Die Forschung erfolgte gemeinsam mit nationalen Partnern der Medizinischen Universität Graz über die interuniversitäre Kooperation von BioTechMed-Graz sowie mit internationalen Partnern.
Probennahme von Büroküche bis Reinraum
Für ihre Studie nahmen die Forscher Proben aus sehr unterschiedlichen Umgebungen: Auf der einen Seite von Orten des alltäglichen Lebens in privaten oder öffentlichen Gebäuden, auf der anderen Seite von der hygienisch streng kontrollierten Intensivstation am LKH-Universitätsklinikum Graz sowie Reinräumen der Luft- und Raumfahrtindustrie.

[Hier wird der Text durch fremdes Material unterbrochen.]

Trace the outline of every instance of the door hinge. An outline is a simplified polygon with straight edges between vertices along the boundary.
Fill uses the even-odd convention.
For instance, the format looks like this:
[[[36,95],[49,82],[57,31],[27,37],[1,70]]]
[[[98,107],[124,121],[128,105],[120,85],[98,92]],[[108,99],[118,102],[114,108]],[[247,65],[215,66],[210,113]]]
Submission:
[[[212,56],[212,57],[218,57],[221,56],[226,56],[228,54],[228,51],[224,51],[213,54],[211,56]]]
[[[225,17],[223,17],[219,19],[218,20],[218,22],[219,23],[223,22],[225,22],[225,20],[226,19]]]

Dann verglichen sie das Mikrobiom sowie das Resistom – also alle vorhandenen Mikroorganismen und Antibiotikaresistenzen – in den Proben.
Die Analysen zeigen, dass in Räumen mit hohem Hygieneniveau die mikrobielle Vielfalt abnimmt, sich aber die Diversität der Resistenzen erhöht. „In stark mikrobiell kontrollierten Umgebungen der Intensivstation und der industriell genutzten Reinräume finden sich vermehrt Antibiotikaresistenzen, die ein hohes Potenzial aufweisen, sich mit Krankheitserregern zu verbinden“, sagt Studienleiter Alexander Mahnert vom Institut für Umweltbiotechnologie der TU Graz, der jetzt an der Medizinischen Universität Graz forscht.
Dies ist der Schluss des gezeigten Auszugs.